Legal limitations of the publisher, copyright holder or author(s), infringements of professional ethical codes, such as multiple submissions, bogus claims of authorship, plagiarism, fraudulent use of data or any major misconduct require retraction of an article. Occasionally a retraction can be used to correct numerous serious errors, which cannot be covered by publishing corrections. Papers that are found to have been published elsewhere will be retracted by the retraction policy of the journal. If authors have used their own previously published study, or study that is currently under review, as the basis for a submitted manuscript, they are required to cite the previous paper and indicate how their submitted manuscript offers novel contributions beyond those of the previous work.
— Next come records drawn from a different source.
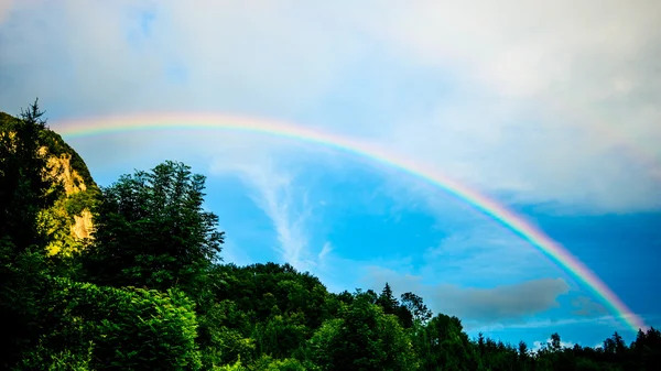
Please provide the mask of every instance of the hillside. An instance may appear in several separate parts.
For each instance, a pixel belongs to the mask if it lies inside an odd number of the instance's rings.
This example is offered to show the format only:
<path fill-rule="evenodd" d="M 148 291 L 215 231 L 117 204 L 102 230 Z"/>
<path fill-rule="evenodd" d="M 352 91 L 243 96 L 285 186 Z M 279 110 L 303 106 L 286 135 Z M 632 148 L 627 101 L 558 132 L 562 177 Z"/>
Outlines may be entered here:
<path fill-rule="evenodd" d="M 661 364 L 653 328 L 629 343 L 615 332 L 599 348 L 563 347 L 555 332 L 533 351 L 522 341 L 470 339 L 459 318 L 432 313 L 414 293 L 397 297 L 388 283 L 380 293 L 332 293 L 286 263 L 220 264 L 225 232 L 203 207 L 203 175 L 166 161 L 99 189 L 84 161 L 40 121 L 36 102 L 31 109 L 21 121 L 1 116 L 0 370 Z"/>
<path fill-rule="evenodd" d="M 17 118 L 0 111 L 0 133 L 12 137 Z M 54 241 L 47 249 L 51 254 L 71 253 L 90 238 L 93 229 L 91 210 L 99 194 L 85 161 L 59 134 L 42 130 L 41 140 L 45 145 L 40 153 L 47 160 L 47 174 L 64 188 L 55 204 L 41 214 L 41 226 L 54 233 Z"/>

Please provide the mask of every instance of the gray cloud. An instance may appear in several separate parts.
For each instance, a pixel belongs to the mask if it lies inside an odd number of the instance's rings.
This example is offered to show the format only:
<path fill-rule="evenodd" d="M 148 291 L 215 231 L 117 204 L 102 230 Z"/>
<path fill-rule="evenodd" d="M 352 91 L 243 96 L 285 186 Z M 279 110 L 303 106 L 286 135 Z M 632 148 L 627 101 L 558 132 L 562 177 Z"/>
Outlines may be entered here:
<path fill-rule="evenodd" d="M 608 313 L 604 305 L 593 301 L 588 296 L 578 296 L 572 299 L 573 314 L 583 317 L 603 316 Z"/>
<path fill-rule="evenodd" d="M 384 106 L 400 113 L 327 129 L 360 127 L 392 151 L 489 194 L 514 195 L 512 201 L 658 209 L 660 7 L 3 1 L 0 109 L 39 96 L 61 116 L 223 110 L 301 118 L 346 89 L 360 90 L 355 78 L 367 68 L 380 72 L 382 89 L 365 91 L 371 108 L 356 113 L 373 117 L 370 109 Z M 142 14 L 153 15 L 147 31 Z M 412 78 L 394 65 L 419 70 L 422 85 L 453 76 L 452 94 L 410 103 L 415 91 L 397 83 Z"/>
<path fill-rule="evenodd" d="M 427 285 L 421 276 L 400 275 L 394 271 L 371 268 L 365 283 L 376 290 L 388 282 L 393 292 L 412 291 L 427 301 L 435 313 L 444 313 L 467 321 L 498 323 L 538 315 L 559 307 L 557 297 L 570 292 L 562 279 L 541 279 L 489 288 L 451 284 Z"/>

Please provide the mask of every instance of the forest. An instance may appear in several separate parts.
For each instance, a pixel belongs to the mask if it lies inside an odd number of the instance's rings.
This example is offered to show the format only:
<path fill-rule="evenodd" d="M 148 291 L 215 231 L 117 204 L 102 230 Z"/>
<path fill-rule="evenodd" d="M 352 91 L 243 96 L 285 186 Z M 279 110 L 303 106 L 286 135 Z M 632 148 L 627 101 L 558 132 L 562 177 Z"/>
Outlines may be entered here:
<path fill-rule="evenodd" d="M 332 293 L 290 264 L 223 261 L 205 177 L 165 161 L 95 188 L 79 249 L 42 211 L 64 192 L 42 148 L 73 151 L 37 102 L 0 131 L 2 370 L 658 370 L 661 334 L 540 350 L 469 338 L 415 293 Z M 74 161 L 84 166 L 83 159 Z M 82 165 L 80 165 L 82 164 Z M 86 174 L 88 184 L 91 177 Z M 75 205 L 74 205 L 75 206 Z M 77 208 L 83 207 L 80 205 Z M 230 231 L 229 231 L 230 232 Z"/>

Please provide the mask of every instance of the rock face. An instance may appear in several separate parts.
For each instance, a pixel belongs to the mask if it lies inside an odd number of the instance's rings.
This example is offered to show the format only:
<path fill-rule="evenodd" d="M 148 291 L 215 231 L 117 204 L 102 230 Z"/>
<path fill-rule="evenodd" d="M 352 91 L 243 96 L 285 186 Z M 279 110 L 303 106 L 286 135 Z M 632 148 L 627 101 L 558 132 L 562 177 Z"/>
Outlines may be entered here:
<path fill-rule="evenodd" d="M 0 112 L 0 133 L 12 135 L 11 120 L 15 118 Z M 99 188 L 91 178 L 83 159 L 51 130 L 42 132 L 46 145 L 40 154 L 47 159 L 47 176 L 64 188 L 53 207 L 42 210 L 40 225 L 53 233 L 55 239 L 48 245 L 51 254 L 69 253 L 83 248 L 94 230 L 93 210 L 98 199 Z"/>

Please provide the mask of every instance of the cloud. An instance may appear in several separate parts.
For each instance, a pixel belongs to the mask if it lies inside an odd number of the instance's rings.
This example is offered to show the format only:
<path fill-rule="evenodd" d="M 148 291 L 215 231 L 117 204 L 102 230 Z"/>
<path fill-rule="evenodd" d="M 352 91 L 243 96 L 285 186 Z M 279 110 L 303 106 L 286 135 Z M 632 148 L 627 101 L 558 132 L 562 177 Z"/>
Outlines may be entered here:
<path fill-rule="evenodd" d="M 572 301 L 572 306 L 576 309 L 572 312 L 577 316 L 595 316 L 595 315 L 604 315 L 608 313 L 604 305 L 594 302 L 592 298 L 587 296 L 578 296 Z"/>
<path fill-rule="evenodd" d="M 8 4 L 6 110 L 321 122 L 507 201 L 661 208 L 658 1 Z"/>
<path fill-rule="evenodd" d="M 435 313 L 457 316 L 467 321 L 497 323 L 530 317 L 559 307 L 557 297 L 570 291 L 562 279 L 540 279 L 489 288 L 452 284 L 425 285 L 421 276 L 401 275 L 377 266 L 368 268 L 364 279 L 370 287 L 388 282 L 393 292 L 411 291 L 429 301 Z"/>
<path fill-rule="evenodd" d="M 539 351 L 542 349 L 542 347 L 549 347 L 549 345 L 551 343 L 551 338 L 546 339 L 546 341 L 533 341 L 532 342 L 532 348 L 530 348 L 531 351 Z M 560 340 L 560 346 L 562 348 L 572 348 L 574 347 L 575 342 L 572 341 L 562 341 L 562 339 Z"/>

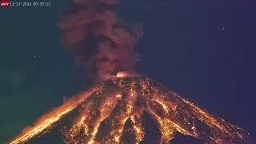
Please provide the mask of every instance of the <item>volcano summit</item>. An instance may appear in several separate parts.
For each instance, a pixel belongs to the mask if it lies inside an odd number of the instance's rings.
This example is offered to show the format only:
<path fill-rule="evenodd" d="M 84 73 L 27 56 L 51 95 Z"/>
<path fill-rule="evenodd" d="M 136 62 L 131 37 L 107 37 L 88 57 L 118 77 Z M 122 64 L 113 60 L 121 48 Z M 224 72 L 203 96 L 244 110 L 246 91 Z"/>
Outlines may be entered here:
<path fill-rule="evenodd" d="M 150 138 L 168 143 L 177 134 L 205 143 L 245 143 L 247 138 L 243 129 L 140 77 L 106 81 L 42 117 L 10 143 L 37 143 L 53 131 L 66 143 L 143 143 Z"/>

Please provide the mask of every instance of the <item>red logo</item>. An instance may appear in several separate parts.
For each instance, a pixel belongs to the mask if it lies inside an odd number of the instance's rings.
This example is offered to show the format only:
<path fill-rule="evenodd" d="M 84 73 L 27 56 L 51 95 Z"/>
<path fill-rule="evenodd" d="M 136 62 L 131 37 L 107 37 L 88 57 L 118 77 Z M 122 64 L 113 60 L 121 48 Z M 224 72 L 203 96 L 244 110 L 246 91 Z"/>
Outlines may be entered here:
<path fill-rule="evenodd" d="M 10 7 L 10 0 L 0 0 L 1 7 Z"/>

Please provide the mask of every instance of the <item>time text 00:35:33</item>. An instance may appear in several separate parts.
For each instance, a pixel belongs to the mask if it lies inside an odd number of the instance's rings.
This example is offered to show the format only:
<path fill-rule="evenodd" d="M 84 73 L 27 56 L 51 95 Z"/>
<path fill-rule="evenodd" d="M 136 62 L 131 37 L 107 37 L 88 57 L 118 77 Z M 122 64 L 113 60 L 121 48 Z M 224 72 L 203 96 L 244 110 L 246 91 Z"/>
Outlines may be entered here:
<path fill-rule="evenodd" d="M 11 2 L 10 6 L 50 6 L 50 2 Z"/>

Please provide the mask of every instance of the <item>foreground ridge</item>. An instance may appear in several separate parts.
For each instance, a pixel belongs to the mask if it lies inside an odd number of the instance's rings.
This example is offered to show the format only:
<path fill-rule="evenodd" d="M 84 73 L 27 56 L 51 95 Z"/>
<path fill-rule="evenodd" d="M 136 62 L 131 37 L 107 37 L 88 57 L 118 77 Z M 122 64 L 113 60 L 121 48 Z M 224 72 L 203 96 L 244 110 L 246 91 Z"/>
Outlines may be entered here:
<path fill-rule="evenodd" d="M 74 110 L 77 114 L 70 118 L 71 124 L 60 128 L 66 143 L 139 143 L 148 138 L 146 119 L 156 126 L 158 143 L 168 143 L 178 133 L 206 143 L 245 142 L 248 137 L 242 128 L 147 78 L 113 78 L 86 94 L 58 111 L 61 116 L 48 117 L 10 143 L 43 135 Z"/>

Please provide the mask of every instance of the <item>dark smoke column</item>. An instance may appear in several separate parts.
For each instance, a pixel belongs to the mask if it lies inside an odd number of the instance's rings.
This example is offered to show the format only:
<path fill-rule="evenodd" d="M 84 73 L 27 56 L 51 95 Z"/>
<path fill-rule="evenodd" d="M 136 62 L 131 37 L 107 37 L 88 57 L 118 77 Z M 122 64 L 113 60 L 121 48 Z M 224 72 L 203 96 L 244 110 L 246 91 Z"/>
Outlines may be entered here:
<path fill-rule="evenodd" d="M 133 72 L 134 45 L 140 26 L 128 26 L 116 18 L 116 0 L 74 0 L 72 10 L 59 23 L 62 41 L 78 66 L 99 82 L 118 71 Z"/>

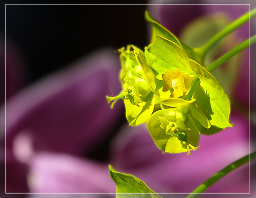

In case the manuscript satisfies the software’s control on plagiarism, and subsequently, it turns out that it has already been published in another journal, it will be retracted from publication by the Retraction policy of the journal.

Redundant publications involve an inappropriate division of study outcomes into several articles and this is not acceptable.

The retraction policy of the Advanced Technologies journal is based on the fact that minor errors in the accepted manuscript can be substantially corrected after the publication, while due to heavy abuse manuscripts can be discarded.

A retraction may be published by the Editor-in-Chief, the author(s), or both parties consensually. The paper should be retracted as soon as possible after the Editor-in-Chief is convinced that the publication is seriously flawed and misleading (or is redundant or plagiarised). Notices of retraction should mention the reasons and basis for the retraction, to distinguish cases of misconduct from those of honest error. Retracted articles will not be removed from electronic archives but their retracted status will be indicated.

The retraction takes the form of a separate item listed in the contents and labeled as “Retraction”. In SCIndeks, as the journals’ primary full-text database, a two-way communication (HTML link) between the original work and the retraction is established. The original article is retained unchanged, except for a watermark on the PDF indicating on each page that it is “retracted”.

Retractions are published according to the requirements of COPE operationalized by CEON/CEES as the journal indexer and aggregator.